SIBIU (SBZ)

Sibiu airport operations began in 1943 on a grassy surface. The first air links were between Sibiu and Bucharest, Arad and Oradea. Other links were added as and when the city grew. The modern airport was inaugurated in 1959. It is en 1970 that the airport can operate during night, with the purchase of a lights system. The runway was built in concrete this year. The first international flights were realised in 1992 between Sibiu and Stuttgart and Munich.

Between 2006 and 2008, important investments were done to increase its scope. A new terminal was built and the runway was improved. In 2015, more than 275 000 passengers passed through this city airport. With the arrival of Dacii Transilvaniei, it is obvious that this number will increase.

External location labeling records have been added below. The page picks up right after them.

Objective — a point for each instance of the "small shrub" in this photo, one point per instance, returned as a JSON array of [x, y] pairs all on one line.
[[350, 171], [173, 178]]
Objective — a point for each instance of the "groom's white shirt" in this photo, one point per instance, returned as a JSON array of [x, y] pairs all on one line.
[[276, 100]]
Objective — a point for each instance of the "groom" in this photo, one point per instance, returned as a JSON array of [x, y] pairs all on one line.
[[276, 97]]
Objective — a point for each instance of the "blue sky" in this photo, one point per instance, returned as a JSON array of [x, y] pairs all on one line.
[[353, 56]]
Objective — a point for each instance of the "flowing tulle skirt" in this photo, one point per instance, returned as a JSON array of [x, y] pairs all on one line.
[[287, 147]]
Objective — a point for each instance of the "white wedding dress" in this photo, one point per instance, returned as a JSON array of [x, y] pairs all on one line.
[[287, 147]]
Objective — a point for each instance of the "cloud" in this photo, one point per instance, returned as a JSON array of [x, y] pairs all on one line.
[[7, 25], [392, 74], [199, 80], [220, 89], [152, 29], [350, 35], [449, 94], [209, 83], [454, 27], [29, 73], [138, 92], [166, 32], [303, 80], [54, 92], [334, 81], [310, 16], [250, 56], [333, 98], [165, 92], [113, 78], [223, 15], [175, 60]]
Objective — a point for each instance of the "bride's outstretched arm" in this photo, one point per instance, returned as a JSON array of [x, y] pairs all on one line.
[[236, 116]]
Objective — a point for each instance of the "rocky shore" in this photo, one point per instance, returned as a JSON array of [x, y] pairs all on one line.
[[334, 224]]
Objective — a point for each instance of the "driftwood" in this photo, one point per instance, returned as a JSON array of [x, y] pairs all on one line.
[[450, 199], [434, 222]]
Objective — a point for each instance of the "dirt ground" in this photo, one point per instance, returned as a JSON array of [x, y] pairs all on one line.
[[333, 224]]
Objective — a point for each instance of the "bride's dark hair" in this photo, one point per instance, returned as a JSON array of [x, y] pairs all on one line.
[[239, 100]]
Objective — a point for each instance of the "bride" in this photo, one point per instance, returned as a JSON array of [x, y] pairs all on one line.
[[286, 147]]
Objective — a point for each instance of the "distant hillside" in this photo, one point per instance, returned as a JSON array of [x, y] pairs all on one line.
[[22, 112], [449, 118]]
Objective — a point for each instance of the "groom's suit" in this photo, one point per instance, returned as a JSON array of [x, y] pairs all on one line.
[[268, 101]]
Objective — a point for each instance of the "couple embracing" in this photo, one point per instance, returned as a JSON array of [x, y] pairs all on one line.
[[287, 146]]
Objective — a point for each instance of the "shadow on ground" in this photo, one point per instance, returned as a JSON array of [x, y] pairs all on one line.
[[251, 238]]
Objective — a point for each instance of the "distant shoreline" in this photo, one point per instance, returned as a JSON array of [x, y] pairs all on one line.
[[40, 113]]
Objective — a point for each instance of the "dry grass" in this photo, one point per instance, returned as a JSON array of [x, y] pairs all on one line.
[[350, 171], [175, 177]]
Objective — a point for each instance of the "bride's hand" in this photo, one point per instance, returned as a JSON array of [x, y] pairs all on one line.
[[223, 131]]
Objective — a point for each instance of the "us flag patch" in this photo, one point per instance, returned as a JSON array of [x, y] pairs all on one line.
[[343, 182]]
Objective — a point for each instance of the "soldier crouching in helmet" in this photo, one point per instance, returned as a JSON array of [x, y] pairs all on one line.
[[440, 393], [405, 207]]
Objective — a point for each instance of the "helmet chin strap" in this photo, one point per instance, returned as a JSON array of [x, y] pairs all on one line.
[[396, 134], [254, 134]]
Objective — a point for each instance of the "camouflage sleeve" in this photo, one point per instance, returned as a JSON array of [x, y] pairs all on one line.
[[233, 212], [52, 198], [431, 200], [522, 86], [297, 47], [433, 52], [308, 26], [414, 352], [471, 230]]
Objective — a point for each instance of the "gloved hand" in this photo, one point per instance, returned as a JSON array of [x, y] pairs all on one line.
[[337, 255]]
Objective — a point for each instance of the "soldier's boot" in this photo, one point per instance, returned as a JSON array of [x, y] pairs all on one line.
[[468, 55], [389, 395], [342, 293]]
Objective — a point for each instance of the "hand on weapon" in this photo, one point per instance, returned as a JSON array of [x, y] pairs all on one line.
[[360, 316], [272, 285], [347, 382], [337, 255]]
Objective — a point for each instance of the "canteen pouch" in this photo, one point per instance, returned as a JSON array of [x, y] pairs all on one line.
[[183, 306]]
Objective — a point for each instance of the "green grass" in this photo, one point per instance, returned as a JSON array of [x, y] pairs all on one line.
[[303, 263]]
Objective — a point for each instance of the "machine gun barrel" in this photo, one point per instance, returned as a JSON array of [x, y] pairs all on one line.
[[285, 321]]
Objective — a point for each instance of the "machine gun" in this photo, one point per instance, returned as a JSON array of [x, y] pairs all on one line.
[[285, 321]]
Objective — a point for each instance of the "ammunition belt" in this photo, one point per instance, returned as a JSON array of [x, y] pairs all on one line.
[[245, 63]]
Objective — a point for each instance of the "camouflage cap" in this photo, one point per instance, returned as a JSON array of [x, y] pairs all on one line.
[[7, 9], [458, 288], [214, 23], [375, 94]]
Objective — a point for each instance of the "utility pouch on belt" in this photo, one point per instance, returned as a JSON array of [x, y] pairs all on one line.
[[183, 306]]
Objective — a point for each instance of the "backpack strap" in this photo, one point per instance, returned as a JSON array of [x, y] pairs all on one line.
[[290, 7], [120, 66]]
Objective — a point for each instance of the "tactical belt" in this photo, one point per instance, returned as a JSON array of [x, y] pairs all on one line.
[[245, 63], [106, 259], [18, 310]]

To get more information on the airport, click here.

Sibiu, the city

History

The first German settlers reached the area in 1143; they settled on the hill overlooking the river Cibin, the current upper town. The first written attestation of a human settlement is on a Vatican paper (a 1191 charter of Pope Celestine III), under the Latin name of praepositum Cibiniensem; a priory was founded, and the Latin name of Villa Hermanni is attested from 1223.

In 1241, the city was destroyed during the Mongol invasion, but in recovering. In the fourteenth century, Hermannstadt evolved into an important commercial center. The city was one of the most important German cities of Transylvania and even probably the most important because in addition to being a commercial, administrative and ecclesiastical center, it also possessed the most extensive fortifications throughout Transylvania.

Faced with the Turkish threat, the town erected three enclosures of walls, with dozens of towers and several large doors. The Turks never managed to capture the town, which earned him the nickname "the bastion of Christianity."

The walled city was purely German until the first decade of the eighteenth century. Only after that Transylvania had been attached to Austria-Hungary as the old laws, that he was forbidden to other nationalities to settle in the city, were abolished. In the eighteenth century, Hermannstadt could boast of being among the European cities connected to the postal system, the one located further east.

After the First World War, the city, mostly populated by Germans, was incorporated in 1920 in Romania. The city still retained its German and multicultural character. In the course of the 1930s Transylvanian Saxons lost their absolute majority in the metropolis.

Sibiu will be subject, as throughout Romania, the half-century of dictatorial Carlist fascist and communist regimes in February 1938 to December 1989. But, unlike other capitals of judete, it will not see under Nicolae Ceaușescu's demolished old center. Indeed, the local leader had nothing to prove to the communist dictator: it was his own son, Nicu Ceaușescu.

After the restoration of democracy and open borders, Sibiu found its traditional ties with central Europe and achieved development that accelerated even more easily after 2007 (integration into the European Union).